Doch es geht noch schlimmer: Zu Deutschlands skurrilsten Straßennamen gehört auch die "Knochenmühle", die "Kühlwetterstraße" oder "Zur Hölle" - letztere Adress-Angabe sollte trotz ihres Wahrheitsgehalts im Angesicht eines genervten Polizeibeamten nur mit äußerster Vorsicht gebraucht werden, das selbe gilt wohl auch für den "Prügelweg".

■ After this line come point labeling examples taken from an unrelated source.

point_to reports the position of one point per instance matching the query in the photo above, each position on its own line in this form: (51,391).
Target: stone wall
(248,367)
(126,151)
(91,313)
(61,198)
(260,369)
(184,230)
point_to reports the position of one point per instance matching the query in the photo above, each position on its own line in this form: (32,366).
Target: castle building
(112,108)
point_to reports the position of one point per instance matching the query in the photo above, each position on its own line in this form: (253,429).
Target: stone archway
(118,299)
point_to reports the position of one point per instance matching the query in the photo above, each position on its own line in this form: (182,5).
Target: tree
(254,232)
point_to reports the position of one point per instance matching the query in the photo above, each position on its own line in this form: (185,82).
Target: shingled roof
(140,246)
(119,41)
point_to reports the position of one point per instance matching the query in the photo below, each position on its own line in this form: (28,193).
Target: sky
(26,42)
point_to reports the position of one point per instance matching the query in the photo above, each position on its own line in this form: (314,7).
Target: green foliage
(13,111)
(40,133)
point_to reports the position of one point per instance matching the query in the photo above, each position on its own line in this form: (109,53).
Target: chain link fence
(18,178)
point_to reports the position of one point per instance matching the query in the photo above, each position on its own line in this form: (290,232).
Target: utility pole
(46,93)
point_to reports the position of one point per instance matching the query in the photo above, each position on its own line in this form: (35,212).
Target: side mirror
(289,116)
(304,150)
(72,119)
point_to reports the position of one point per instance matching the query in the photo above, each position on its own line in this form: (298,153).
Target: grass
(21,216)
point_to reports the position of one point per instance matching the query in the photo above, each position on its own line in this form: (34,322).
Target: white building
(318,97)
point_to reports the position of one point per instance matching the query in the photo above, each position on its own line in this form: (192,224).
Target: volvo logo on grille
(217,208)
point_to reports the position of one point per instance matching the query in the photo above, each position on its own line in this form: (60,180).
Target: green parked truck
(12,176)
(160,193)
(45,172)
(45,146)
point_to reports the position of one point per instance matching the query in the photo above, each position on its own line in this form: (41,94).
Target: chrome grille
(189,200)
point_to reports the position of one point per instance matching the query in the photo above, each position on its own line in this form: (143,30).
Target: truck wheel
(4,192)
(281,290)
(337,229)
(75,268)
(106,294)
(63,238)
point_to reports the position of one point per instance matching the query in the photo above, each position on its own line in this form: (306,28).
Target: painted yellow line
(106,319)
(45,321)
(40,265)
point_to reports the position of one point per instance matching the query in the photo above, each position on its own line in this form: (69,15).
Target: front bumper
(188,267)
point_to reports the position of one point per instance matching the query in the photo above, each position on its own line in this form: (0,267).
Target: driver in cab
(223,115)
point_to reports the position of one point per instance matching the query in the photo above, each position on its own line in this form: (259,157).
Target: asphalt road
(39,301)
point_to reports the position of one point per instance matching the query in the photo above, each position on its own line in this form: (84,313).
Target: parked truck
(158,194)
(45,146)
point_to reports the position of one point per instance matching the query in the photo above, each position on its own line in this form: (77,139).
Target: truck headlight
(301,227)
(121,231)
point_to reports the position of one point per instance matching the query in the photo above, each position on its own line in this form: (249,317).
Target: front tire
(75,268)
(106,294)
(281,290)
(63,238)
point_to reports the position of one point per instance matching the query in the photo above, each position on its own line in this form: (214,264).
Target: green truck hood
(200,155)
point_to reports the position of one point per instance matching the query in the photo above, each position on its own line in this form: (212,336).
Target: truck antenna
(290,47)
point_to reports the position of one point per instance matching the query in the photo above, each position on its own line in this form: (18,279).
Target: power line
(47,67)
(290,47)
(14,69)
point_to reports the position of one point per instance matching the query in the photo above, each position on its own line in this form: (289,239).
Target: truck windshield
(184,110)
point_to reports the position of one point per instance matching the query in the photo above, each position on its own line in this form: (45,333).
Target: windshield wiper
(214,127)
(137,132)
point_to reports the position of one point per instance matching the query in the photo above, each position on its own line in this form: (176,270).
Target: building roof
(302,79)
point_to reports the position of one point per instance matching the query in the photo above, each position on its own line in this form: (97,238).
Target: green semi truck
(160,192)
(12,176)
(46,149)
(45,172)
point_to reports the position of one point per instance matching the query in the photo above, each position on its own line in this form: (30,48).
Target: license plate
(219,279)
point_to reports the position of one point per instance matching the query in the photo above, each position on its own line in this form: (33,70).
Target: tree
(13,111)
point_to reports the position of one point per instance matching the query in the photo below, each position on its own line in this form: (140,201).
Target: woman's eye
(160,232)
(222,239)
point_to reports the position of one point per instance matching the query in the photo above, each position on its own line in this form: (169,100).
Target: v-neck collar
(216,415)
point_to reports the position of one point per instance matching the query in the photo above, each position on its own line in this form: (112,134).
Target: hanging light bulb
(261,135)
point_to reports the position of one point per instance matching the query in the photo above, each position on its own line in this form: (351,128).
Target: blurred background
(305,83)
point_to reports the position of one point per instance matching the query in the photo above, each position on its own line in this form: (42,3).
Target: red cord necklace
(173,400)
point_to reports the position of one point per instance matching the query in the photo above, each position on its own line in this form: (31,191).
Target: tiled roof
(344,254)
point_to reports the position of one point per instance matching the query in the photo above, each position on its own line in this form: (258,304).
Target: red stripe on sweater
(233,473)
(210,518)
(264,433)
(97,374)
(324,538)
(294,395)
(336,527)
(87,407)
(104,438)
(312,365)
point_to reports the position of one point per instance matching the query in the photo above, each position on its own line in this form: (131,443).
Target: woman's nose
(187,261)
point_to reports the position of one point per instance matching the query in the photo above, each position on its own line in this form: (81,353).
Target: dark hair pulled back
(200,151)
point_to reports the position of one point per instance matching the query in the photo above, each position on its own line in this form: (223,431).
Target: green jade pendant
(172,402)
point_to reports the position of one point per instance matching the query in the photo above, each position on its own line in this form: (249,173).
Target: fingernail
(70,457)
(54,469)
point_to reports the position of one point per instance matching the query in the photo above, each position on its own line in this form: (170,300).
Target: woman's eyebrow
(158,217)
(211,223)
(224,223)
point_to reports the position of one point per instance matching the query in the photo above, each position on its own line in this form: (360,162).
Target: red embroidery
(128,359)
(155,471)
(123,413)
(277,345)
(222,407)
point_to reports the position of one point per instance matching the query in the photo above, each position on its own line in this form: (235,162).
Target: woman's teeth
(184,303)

So gesehen werden es jene Neuplieninger gut getroffen haben, die es nach Vergabe der Grundstücke im Neubaugebiet Landsham-Süd in den "Vindelikerweg" verschlägt. Die Buchstabenkombination muss man sich im wahrsten Sinn des Wortes auf der Zunge zergehen lassen. Vindelikerweg - da wohnt nicht jeder Hinz oder Kunz, sind doch die meisten ganz profan in der Haupt- oder Garten-, in der Bergstraße oder im Birkenweg zu Hause,oft stehen auch jene Tiere für eine Straße Pate, die wegen dieser umziehen mussten. Die Privilegierteren unter uns dürfen wenigstens die Goethe- oder Schillerstraße ihr Zuhause nennen - und haben es dann auch noch leicht mit dem Buchstabieren: "Goethe wie Schiller, Sie wissen schon. Haha."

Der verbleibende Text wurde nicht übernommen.